The warming of water has been found to increase the size of fish but also decrease life expectancy, recent scientific research has revealed.
The recent peer-review study, published in the journal eLife, collected data from an artificially heated enclosed bay to try to understand how fish were impacted by changing temperatures.
How did the researchers measure the impact of temperature on fish populations?
The bay selected by the researchers had data collected on the Eurasian perch population from before 2003, as during this period the bay had netting surroundings. The netting prevented fish over 10cm in length from migrating into or out of the area, meaning that the fish collected for the study would have been born in the bay and subjected to the conditions there.
The selected bay was being warmed by a local nuclear power plant, which made the water temperature 5-10°C than the surrounding waters.
The fish from the bay were compared to fish from the archipelago bay located close by.
From 2,426 fish, researchers collected 12,658 different measurements. This allowed researchers to measure the growth of fish throughout their lifespan.
"Studies into the effects of warming waters on fish from large-scale, semi-controlled experiments in natural settings are rare, yet they can provide unique insights," explained the lead author Max Lindmark.

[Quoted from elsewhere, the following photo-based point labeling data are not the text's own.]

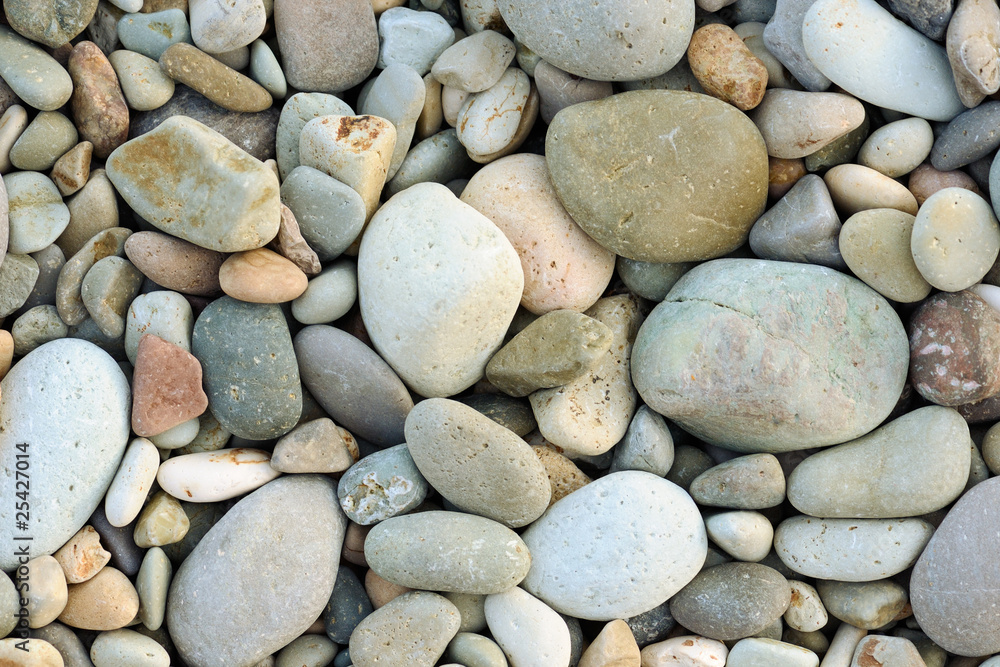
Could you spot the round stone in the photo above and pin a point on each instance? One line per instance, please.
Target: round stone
(607, 160)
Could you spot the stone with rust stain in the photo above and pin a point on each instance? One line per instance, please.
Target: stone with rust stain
(166, 387)
(98, 104)
(189, 181)
(219, 83)
(725, 67)
(954, 345)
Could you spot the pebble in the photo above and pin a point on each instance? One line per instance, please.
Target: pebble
(242, 204)
(630, 40)
(108, 601)
(587, 144)
(43, 142)
(563, 267)
(803, 226)
(911, 76)
(32, 74)
(264, 573)
(247, 358)
(151, 34)
(72, 463)
(731, 601)
(326, 48)
(144, 85)
(82, 556)
(952, 342)
(447, 551)
(965, 623)
(355, 386)
(382, 485)
(414, 629)
(914, 465)
(529, 631)
(412, 38)
(875, 245)
(643, 519)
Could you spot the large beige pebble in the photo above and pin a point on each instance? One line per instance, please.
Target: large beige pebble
(564, 268)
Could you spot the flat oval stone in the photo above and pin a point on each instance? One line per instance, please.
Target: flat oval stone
(642, 519)
(836, 323)
(353, 384)
(447, 551)
(956, 617)
(476, 463)
(606, 160)
(414, 629)
(254, 600)
(914, 465)
(623, 42)
(241, 209)
(35, 76)
(900, 70)
(72, 464)
(248, 362)
(454, 266)
(731, 601)
(850, 549)
(563, 267)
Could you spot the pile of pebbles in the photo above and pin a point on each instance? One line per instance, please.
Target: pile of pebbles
(617, 333)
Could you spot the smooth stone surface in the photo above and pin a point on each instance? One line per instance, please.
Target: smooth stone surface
(248, 362)
(447, 551)
(72, 462)
(914, 465)
(563, 267)
(912, 75)
(268, 564)
(215, 172)
(355, 386)
(731, 601)
(642, 519)
(414, 629)
(662, 369)
(480, 288)
(476, 463)
(624, 42)
(382, 485)
(957, 616)
(606, 159)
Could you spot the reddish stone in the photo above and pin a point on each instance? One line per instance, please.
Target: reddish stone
(166, 387)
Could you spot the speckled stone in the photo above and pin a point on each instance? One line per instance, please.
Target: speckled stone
(680, 383)
(248, 362)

Lindmark is a researcher at the Swedish University of Agricultural Sciences in the department of aquatic resources in Lysekil, Sweden.
"We used a unique study system to investigate how warm water pollution has changed the death rates, growth rates and size of fish over many generations."

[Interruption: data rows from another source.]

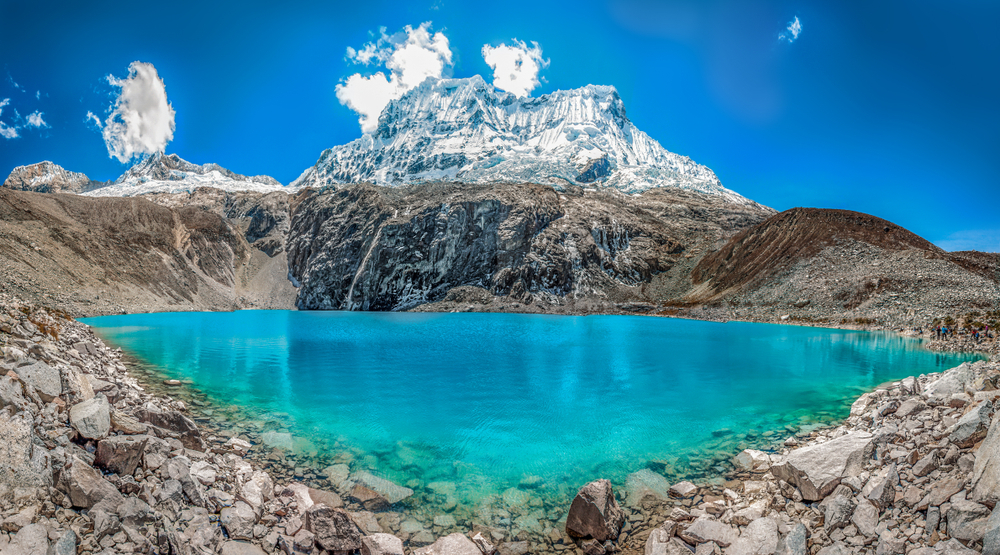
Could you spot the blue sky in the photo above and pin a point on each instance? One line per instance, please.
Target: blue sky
(885, 107)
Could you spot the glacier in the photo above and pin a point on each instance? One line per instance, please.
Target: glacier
(465, 130)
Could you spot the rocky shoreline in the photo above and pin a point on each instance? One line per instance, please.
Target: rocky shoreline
(92, 462)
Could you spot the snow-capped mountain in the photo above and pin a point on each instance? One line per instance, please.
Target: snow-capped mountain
(169, 173)
(466, 131)
(47, 177)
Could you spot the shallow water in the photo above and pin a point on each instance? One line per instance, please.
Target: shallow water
(479, 403)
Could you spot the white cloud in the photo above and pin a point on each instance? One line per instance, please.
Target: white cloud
(92, 119)
(515, 68)
(6, 131)
(141, 121)
(791, 33)
(410, 56)
(35, 120)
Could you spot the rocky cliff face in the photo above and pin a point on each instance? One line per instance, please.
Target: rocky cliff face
(372, 248)
(833, 265)
(106, 255)
(466, 131)
(46, 177)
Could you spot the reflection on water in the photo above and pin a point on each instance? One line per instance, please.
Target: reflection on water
(482, 401)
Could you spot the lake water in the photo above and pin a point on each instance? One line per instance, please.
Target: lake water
(486, 402)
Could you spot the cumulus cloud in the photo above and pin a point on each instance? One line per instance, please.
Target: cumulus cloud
(6, 131)
(410, 56)
(791, 33)
(515, 68)
(35, 120)
(140, 121)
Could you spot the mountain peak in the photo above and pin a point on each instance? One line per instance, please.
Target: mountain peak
(465, 130)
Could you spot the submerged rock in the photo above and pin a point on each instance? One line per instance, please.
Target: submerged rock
(595, 513)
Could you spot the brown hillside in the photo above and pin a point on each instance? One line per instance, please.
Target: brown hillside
(794, 235)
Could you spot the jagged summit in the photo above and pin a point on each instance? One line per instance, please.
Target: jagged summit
(465, 130)
(169, 173)
(47, 177)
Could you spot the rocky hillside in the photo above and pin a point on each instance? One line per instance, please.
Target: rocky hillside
(364, 247)
(829, 265)
(98, 256)
(46, 177)
(464, 130)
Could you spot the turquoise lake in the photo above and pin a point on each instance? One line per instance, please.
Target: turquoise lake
(484, 401)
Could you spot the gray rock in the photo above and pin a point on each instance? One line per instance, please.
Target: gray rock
(44, 378)
(991, 535)
(240, 548)
(972, 427)
(881, 488)
(759, 538)
(865, 518)
(967, 520)
(910, 407)
(91, 418)
(595, 513)
(64, 545)
(986, 471)
(23, 463)
(381, 544)
(334, 529)
(84, 485)
(794, 542)
(30, 540)
(926, 465)
(238, 521)
(120, 454)
(951, 382)
(817, 469)
(683, 490)
(392, 493)
(890, 544)
(452, 544)
(837, 512)
(705, 529)
(646, 489)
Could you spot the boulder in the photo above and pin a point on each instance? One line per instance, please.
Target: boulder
(752, 460)
(91, 418)
(172, 421)
(705, 529)
(646, 489)
(683, 490)
(30, 540)
(452, 544)
(991, 534)
(817, 469)
(881, 488)
(44, 378)
(794, 542)
(240, 548)
(986, 470)
(595, 513)
(84, 485)
(972, 427)
(238, 521)
(837, 512)
(951, 382)
(334, 529)
(759, 538)
(120, 454)
(967, 520)
(23, 462)
(392, 493)
(381, 544)
(865, 518)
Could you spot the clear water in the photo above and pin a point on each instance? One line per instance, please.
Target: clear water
(485, 400)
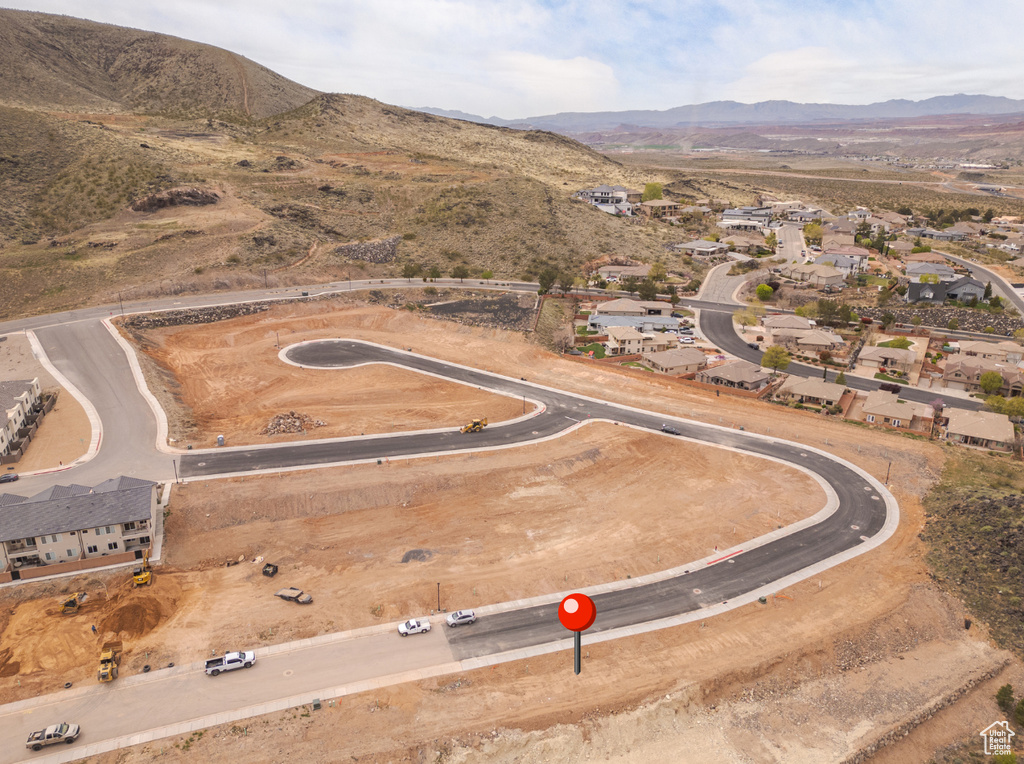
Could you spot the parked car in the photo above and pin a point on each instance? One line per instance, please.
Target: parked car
(414, 626)
(62, 732)
(461, 618)
(230, 662)
(295, 595)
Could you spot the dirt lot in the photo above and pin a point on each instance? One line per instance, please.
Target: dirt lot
(811, 678)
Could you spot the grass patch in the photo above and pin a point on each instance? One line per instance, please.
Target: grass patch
(974, 533)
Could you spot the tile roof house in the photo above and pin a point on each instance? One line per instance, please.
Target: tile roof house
(811, 390)
(683, 361)
(964, 373)
(72, 523)
(785, 322)
(739, 374)
(624, 341)
(887, 357)
(985, 429)
(884, 408)
(622, 271)
(702, 248)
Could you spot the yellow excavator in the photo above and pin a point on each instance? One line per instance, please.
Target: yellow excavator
(110, 656)
(475, 426)
(70, 606)
(142, 575)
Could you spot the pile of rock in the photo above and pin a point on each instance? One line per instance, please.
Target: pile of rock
(382, 251)
(292, 422)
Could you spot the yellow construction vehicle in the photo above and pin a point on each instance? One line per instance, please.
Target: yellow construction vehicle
(142, 575)
(110, 658)
(71, 605)
(475, 426)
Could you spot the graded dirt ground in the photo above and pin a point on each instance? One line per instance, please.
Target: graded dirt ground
(837, 662)
(599, 505)
(235, 383)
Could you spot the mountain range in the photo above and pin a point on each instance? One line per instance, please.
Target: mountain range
(727, 113)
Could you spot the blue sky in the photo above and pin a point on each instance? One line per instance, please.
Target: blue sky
(530, 57)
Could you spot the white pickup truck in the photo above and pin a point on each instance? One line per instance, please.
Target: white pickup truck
(229, 662)
(62, 732)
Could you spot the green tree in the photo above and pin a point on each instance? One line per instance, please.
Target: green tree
(547, 279)
(1005, 698)
(651, 192)
(775, 357)
(647, 290)
(990, 382)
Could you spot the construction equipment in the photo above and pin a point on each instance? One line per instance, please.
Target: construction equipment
(142, 575)
(71, 605)
(475, 426)
(110, 658)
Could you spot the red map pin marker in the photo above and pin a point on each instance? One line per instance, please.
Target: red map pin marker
(577, 612)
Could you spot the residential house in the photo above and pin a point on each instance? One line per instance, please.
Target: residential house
(70, 523)
(1006, 350)
(750, 245)
(887, 357)
(739, 374)
(626, 306)
(965, 289)
(785, 322)
(884, 408)
(20, 401)
(601, 323)
(964, 373)
(659, 208)
(624, 341)
(700, 247)
(842, 263)
(761, 216)
(914, 271)
(674, 363)
(617, 272)
(806, 340)
(986, 429)
(819, 276)
(815, 391)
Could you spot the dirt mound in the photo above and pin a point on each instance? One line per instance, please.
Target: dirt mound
(175, 198)
(134, 619)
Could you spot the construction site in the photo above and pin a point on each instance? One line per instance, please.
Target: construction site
(823, 671)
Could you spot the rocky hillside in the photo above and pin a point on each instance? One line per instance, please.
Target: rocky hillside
(58, 62)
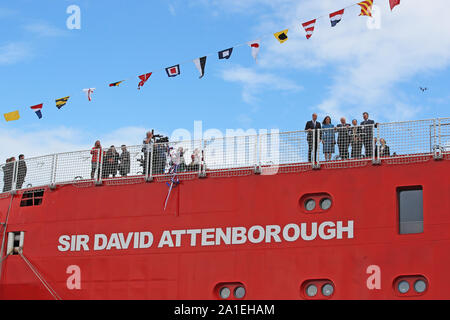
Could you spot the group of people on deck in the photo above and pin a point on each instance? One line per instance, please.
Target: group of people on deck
(355, 136)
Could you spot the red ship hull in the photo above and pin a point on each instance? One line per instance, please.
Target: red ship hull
(364, 261)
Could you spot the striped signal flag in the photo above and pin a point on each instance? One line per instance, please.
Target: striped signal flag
(336, 17)
(366, 8)
(309, 28)
(282, 36)
(12, 116)
(255, 46)
(144, 78)
(116, 84)
(200, 64)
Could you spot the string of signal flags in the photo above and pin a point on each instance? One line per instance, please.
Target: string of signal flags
(200, 63)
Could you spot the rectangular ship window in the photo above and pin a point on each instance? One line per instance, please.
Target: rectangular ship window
(32, 198)
(410, 208)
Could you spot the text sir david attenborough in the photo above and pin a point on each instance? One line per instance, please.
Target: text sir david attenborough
(209, 237)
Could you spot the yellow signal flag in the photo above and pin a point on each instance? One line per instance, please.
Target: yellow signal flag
(281, 36)
(12, 116)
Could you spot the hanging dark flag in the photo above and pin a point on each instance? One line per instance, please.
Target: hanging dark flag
(281, 36)
(394, 3)
(336, 17)
(200, 64)
(173, 71)
(61, 102)
(225, 54)
(37, 109)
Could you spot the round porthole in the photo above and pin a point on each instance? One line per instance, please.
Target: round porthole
(310, 204)
(239, 292)
(403, 286)
(420, 286)
(325, 203)
(327, 290)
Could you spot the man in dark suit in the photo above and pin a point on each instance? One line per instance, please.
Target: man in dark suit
(367, 134)
(313, 127)
(343, 138)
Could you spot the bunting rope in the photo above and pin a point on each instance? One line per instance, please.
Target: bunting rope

The scientists recorded information on the age, scale size and size of each fish.
What were the results of the study?
The researchers found that fish cohorts had grown more rapidly in heated pools, and reached a larger ultimate size than what would have been predicted.
The researchers estimated that the fish in the heated pools had grown to be 7-11% larger than in their control area.

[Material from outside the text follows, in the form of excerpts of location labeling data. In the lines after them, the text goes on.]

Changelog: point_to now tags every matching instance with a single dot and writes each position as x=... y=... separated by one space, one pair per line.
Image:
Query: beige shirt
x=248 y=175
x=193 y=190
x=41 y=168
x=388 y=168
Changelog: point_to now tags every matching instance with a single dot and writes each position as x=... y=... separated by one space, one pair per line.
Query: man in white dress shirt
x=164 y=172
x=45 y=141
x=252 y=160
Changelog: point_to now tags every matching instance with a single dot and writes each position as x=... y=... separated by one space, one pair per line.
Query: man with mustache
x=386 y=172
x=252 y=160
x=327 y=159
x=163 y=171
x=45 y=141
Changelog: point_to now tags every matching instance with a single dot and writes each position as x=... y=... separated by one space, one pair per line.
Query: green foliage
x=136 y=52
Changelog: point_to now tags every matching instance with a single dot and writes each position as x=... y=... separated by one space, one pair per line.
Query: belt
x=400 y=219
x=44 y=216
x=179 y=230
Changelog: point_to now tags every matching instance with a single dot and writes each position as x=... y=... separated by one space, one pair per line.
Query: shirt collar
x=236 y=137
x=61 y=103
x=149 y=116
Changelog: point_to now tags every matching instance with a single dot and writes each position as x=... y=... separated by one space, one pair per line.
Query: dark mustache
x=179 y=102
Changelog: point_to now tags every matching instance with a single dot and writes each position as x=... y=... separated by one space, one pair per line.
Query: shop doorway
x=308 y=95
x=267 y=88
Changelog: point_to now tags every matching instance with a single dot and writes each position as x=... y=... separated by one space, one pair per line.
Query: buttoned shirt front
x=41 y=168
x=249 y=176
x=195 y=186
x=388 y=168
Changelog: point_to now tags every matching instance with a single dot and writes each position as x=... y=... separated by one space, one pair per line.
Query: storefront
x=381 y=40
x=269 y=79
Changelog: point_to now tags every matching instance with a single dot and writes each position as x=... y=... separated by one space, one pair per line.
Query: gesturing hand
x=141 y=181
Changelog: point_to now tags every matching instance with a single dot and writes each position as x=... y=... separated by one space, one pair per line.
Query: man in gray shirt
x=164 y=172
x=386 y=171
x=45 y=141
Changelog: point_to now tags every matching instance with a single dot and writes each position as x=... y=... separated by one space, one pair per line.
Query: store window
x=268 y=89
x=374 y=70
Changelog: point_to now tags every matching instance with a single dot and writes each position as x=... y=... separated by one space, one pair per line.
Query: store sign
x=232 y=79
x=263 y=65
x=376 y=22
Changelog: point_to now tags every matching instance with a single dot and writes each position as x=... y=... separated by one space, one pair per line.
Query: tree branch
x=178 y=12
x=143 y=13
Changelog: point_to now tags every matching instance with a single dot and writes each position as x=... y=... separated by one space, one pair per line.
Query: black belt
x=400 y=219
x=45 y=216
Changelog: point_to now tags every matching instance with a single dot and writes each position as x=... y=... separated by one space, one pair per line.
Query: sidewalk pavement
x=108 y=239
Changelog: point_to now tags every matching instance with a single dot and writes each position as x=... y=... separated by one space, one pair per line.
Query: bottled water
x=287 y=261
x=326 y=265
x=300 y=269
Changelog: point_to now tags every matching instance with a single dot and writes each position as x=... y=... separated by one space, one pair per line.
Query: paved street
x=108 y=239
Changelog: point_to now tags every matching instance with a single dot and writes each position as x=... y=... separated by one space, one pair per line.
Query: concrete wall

Female fish had grown more rapidly than their male counterparts in the heated bay.
While larger fish may be thought of as a sign of a healthy ecosystem, the scientists did find that the death rates among the fish were higher because of the pollution. This meant that the fish population from the bay was comprised of younger fish.
Despite the death rates, the bay did have a larger quantity of fish than the control bay.
What significance does this study hold in predictions of continued global warming?
The researchers finding directly contradicted previous predictions on how climate change will impact fish populations, they explained in their study, having written "Ectotherms are predicted to ‘shrink’ with global warming, in line with general growth models and the temperature-size rule (TSR), both predicting smaller adult sizes with warming."
"Our study provides strong evidence for warming-induced differences in growth and death rates among a natural population of an unexploited temperate fish species exposed to 5-10°C water temperature increases for more than two decades. These effects largely, but not completely, counteract each other - while the fish are younger, they are also larger on average," said co-author Malin Karlsson, who is a water manager at the department of nature and environment, for the county administrative board of Västmanland, Sweden.
"These findings highlight that generalized predictions based on theories such as the temperature-size rule may have limited use for predicting changes at a population level, and that both death rates and growth rates are important when studying temperature effects," concluded senior author Anna Gårdmark, a professor at the Swedish University of Agricultural Sciences, department of aquatic resources in Uppsala, Sweden.
"Although we only studied a single species, this unique climate change experiment suggests the effects of heating at the scale of a whole ecosystem, making its findings highly relevant in the context of global warming."
Having produced evidence which disputed current thought was not lost on editors of the article, who wrote "This work provides convincing evidence to refute a general tenet in biology, that warming induces smaller maximum body sizes in adult ectotherm individuals. Using a semi-natural experiment in an exceptional man-made ecosystem, the authors demonstrate that fish in waters warmed by a nearby nuclear plant grew faster but died younger, causing little effect on the size distribution of fish in the area. This work will be of interest to ecologists and physiologists interested in the impacts of global warming on natural communities."